To a parent or anyone for that matter, moving out of their home is a big change. Not only is there the loss of their house that they have lived in for decades, but there may also be a more substantial loss of their independence.  They may feel that they are losing control of their lives and are now being asked to trust other people who are strangers to them at first. 

What To Do

Step One: Begin “The Talk” Before They Need Care

Having “The Talk” before they need care is very easy to say but hard to do. That’s because we don’t usually have these discussions with our parents until it is an emergency that forces us to decide to move out of the home. 

Start by saying that you are very concerned about their safety and that you think about it often. Most parents don’t want to be a burden on their children and will respond to that approach. It might be the beginning of an honest and caring conversation. Your parent(s) should understand that you are trying to do what’s in their best interest. 

Step Two: Include Them In The Process, If Possible

If possible, involve them in the decision-making process. This may include having them tour the homes you are looking at after you have narrowed them down to one or two.

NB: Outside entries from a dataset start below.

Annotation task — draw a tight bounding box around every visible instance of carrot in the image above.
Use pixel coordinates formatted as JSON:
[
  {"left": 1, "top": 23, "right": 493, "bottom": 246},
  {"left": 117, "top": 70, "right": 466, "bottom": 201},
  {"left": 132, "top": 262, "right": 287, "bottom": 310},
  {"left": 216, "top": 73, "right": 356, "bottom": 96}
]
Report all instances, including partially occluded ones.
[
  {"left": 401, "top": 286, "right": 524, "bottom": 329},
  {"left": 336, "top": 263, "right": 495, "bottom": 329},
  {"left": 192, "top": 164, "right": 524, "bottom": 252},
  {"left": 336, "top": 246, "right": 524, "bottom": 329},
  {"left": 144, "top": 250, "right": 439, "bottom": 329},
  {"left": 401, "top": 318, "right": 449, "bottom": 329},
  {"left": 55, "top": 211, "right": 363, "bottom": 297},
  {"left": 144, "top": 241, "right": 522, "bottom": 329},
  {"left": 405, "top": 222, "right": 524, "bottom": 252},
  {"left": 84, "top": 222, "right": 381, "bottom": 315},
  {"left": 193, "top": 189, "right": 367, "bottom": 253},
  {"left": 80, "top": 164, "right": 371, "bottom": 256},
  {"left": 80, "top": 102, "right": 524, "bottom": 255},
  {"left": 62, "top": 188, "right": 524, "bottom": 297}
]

Majestic Residences homes can invite them to stop by for a meal or two with the other residents to make them feel more comfortable about a potential move. Having them stay for a short period of time or overnight can sometimes make the transition into the home a little more comfortable later. Sometimes a weekend stay is all that is needed for them to trust that they will be cared for.  

Dealing With Your Emotions

You are going to feel emotions before, during, and after your loved one moves in, if you didn’t, you wouldn’t be human. Some feeling of guilt and anxiety is normal and expected. There will be an adjustment period for your loved one that usually lasts from 2 weeks to 30 days. That again is normal. 

Support The Small Stuff

Once your loved one moves into the home, ask questions about his or her day. Celebrate the small things. Did they like a special meal or dessert they had yesterday? Ask them about the activities they participated in and what they liked about them. Stay positive. Ask them about the other residents they met and what they had in common with them. 

Don’t Doubt Yourself

During the adjustment period, there will be some ups and downs. This is normal also. Not every day is going to be perfect. The common complaints during the transition period are about food choices or another resident who may not get along with. These issues are typical and doesn’t mean you made a bad decision. Remember the reasons why you placed your loved one into residential assisted living; it wasn’t because of food or not getting along with someone; it was because of their safety.

Remember It Takes Time

Visit your loved one as often as you can, and make the visits memorable. Do activities that they enjoy or ask the care home if you can participate with him or her during a planned activity. If your loved one is safe to leave the care home, taking him or her out for lunch or dinner every once in a while, this might help instill their feeling of independence and don’t be surprised when they look forward to returning to the home.